As soon as Wintermute became aware of the problem, it “began a recovery operation with the goal to deploy the L1 multisig contract to the same address on L2,” but its attempt to remedy the situation was too late.
“An attacker was able to deploy the multisig to L2 with different initialization parameters before the recovery operation was completed and took control of the 20 million OP tokens.”
A multisig contract requires the approval of multiple key holders to execute a transaction.
In a Thursday message to the Optimism community, Wintermute took full responsibility for the exploit. The firm stated that it would perform OP buybacks equal to the amount the exploiter sells as a means of making “best efforts to smoothen the effects” of price volatility.
Wintermute has also offered to accept the incident as a white hat exploit if the hacker agreed to return 19 million tokens within one week. This offer was made before the hacker transferred another 1 million tokens.
Replies to Wintermute’s message mostly applauded the firm for its transparency in revealing the issue and for accepting the blame for what happened.
Related: Hacker tastes own medicine as community gets back stolen NFTs
In the short-term, the Optimism team has granted Wintermute an additional 20-million-OP grant “so that they can continue with their work as things unfold.” But the team also pointed out that such market-making efforts are temporary.
“The community should not expect or rely on the Optimism Foundation to support liquidity provisioning efforts in the future.”
Chris Blec, host of the Proof of Decentralization podcast, said the team had considered (but rejected) regaining control of the stolen funds by performing a network upgrade. This meant that, in his view, Optimism (like most decentralized finance projects with admin keys) is “DANGEROUSLY CENTRALIZED.”

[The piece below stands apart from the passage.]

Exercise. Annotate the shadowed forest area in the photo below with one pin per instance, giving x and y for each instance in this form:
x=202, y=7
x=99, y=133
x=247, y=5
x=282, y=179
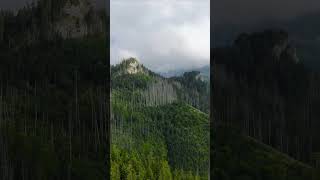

Blec also suggested that the most obvious explanation for exploits involves those most closely involved, meaning someone involved with Wintermute may have performed the attack themselves. He asked, “Why is everyone in this space always so opposed to vetting the most obvious possibilities?” There is no evidence at this stage to support this theory.
OP investors have responded negatively to the update, as the token price is down 31.2% trading at $0.76 over the past 24 hours according to CoinGecko.